Pareció creérselo, su expresión suavizándose en esa familiar máscara de falsa preocupación. La máscara que ahora me ponía la piel de gallina.
-Bueno, hablando de buenas noticias -dijo, su sonrisa ensanchándose-. Acabo de hablar con Elisa. ¡Vuelve a casa! Vamos a hacerle una fiesta en El Pabellón de los Encinos en dos días. Para celebrar.
Mi corazón martilleaba contra mis costillas.
-¿El Pabellón? Damián, no sé... estoy tan cansada últimamente.
-Tonterías -dijo, su tono instantáneamente despectivo-. Es por Elisa. Después de todo lo que le hiciste pasar, es lo menos que puedes hacer para estar allí y darle la bienvenida a casa como es debido.
Ahí estaba de nuevo. La mentira. El fundamento de toda su fantasía enferma.
-De verdad no me siento con ánimos -dije, mi voz suplicante.
Su sonrisa se desvaneció.
-Aleida, vas a ir. No está a discusión. -Su voz era baja, amenazante-. Se lo debes. Estarás allí, estarás sonriendo y le mostrarás a todos la familia feliz y solidaria que somos.

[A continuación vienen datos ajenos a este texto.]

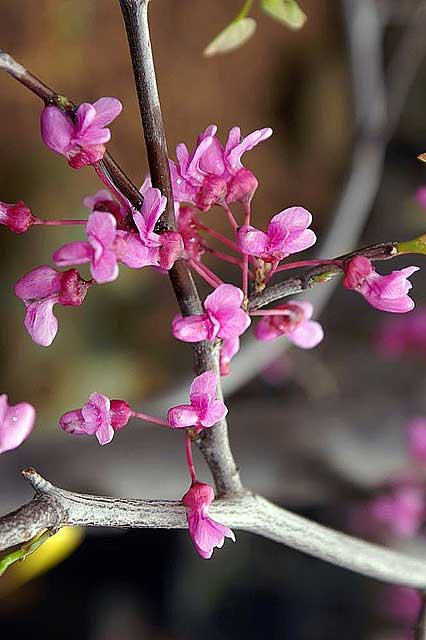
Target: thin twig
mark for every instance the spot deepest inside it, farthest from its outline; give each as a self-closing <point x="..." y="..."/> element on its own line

Se acercó, su presencia de repente amenazante. Me agarró del brazo, su agarre sorprendentemente fuerte.
-¿Me entiendes? -siseó, su rostro a centímetros del mío.
Lo miré a los ojos y no vi nada más que una oscuridad fría y vacía. Sin amor. Sin remordimiento. Solo una determinación escalofriante.
No tenía elección. Para que mi plan funcionara, tenía que ir. Tenía que entrar en la boca del lobo.
-Sí -susurré, mi voz temblando-. Entiendo.
Me soltó el brazo y me empujó hacia la puerta.
-Bien. Ahora ve a arreglarte. Necesitamos dar una buena impresión.
Me estaba arrastrando a mi propia ejecución. Pero él no sabía que era yo quien acababa de poner la trampa.